1) Each side of a triangle is a different length. One side is 6, one side is more than 6, and one side is less than 6. The perimeter of the triangle could not be...
a.13
b.18
c.22
d.24
2)Which of the following could not be the measures of two of the three angles in the same isosceles triangle?
a.40 and 70
b.45 and 90
c.50 and 100
d.60 and 60
3)I multiplied all ten integers from 1 to 10 by 1. Then I multiplied the same ten integers (from 1 to 10) by 2, 3, 4, 5, 6, 7, 8, 9, & 10 respectively. What is the sum of these 100 products?
A. 2475
B. 2500
C. 3025
D. 3575
Please explain how you get your answer. I don't understand.
1)
biggest side <12 because must stretch 6+6
so perimeter < 24
2) sum has to be 180
40+40 + 70 = 150 no
but 40 + 70 + 70 = 180 ok
45+45 + 90 = 180 ok
100 + 100 too big so C is no good
60+60 + 90 = 180 ok
3)
make a table 1 to 10 across
1 to 10 down
start to fill it in with products
then sum the first row
you will get 55 which is 10 (1 +10)/2
the sum of the next row will be 110
which is 10 (2+20)/2
in fact each row will be the number at the left times 55
so what we really have is
55 + 2*55 + 3*55 + 4*55 etc
which is of course an arithmetic series
a1 = 55 = a and d = 55
a2 = 55+55 = a1 + 1*55
a3 = a2 + 55 = a1 + 2*55
a4 = a3 + 55
a10 = a1 + 9*55
sum = (n/2)(2 a + (n-1)d )
a = 55 and d = 55 and n = 10
sum = 5 (110 + 9(55) ) = 5 (11*55)
= 3025 or C
or for #3 you have
1*(1+2+3+...+9+10) +
2*)1+2+3+...+9+10) +
...
10*(1+2+3+...+9+10)
add them:
(1+2+3+...+9+10)(1+2+3+...+9+10)
= 55*55
= 3025
1) In order for a triangle to exist, the sum of the lengths of any two sides must be greater than the length of the third side. Let's analyze the options given:
a. If the perimeter is 13, the sum of the two smaller sides must be greater than 6. This is possible.
b. If the perimeter is 18, the two smaller sides must have a sum greater than 6. This is possible.
c. If the perimeter is 22, the two smaller sides must have a sum greater than 6. This is possible.
d. If the perimeter is 24, the two smaller sides must have a sum greater than 6. This is also possible.
Therefore, all the given options are possible perimeters for the triangle. The answer is: None of the above.
2) In an isosceles triangle, two of the angles are equal. Let's analyze the options given:
a. The measures of the two angles are 40 and 70 degrees. The sum of these angles is 110 degrees, which is less than 180 degrees. This is possible.
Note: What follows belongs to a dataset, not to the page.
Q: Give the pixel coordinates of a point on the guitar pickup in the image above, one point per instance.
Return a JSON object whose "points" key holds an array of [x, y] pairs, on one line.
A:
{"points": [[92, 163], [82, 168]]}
b. The measures of the two angles are 45 and 90 degrees. The sum of these angles is 135 degrees, which is also less than 180 degrees. This is possible.
c. The measures of the two angles are 50 and 100 degrees. The sum of these angles is 150 degrees, which is less than 180 degrees. This is possible.
d. The measures of the two angles are 60 and 60 degrees. The sum of these angles is 120 degrees, which is less than 180 degrees. This is also possible.
Therefore, all the given options are possible measures for two of the three angles in an isosceles triangle. The answer is: None of the above.
3) To find the sum of the 100 products, we need to calculate each product and then sum them up.
We know that the first product is 1 * 1 = 1.
Then we have 2 * 1, 3 * 1, and so on, until we reach 10 * 1. These products are 2, 3, 4, ..., 10.
Next, we have 1 * 2, 1 * 3, and so on, until we reach 1 * 10. These products are 2, 3, 4, ..., 10.
We continue this pattern for each multiplier from 2 to 10.
To find the sum, we can use the formula for the sum of an arithmetic series:
Sum = (first term + last term) * (number of terms) / 2.
The first term is 1 and the last term is 10. The number of terms is 10.
Sum = (1 + 10) * (10) / 2 = 11 * 10 / 2 = 55.
Therefore, the sum of these 100 products is 55. The answer is: None of the above.
I hope this explanation helps! Let me know if you have any further questions.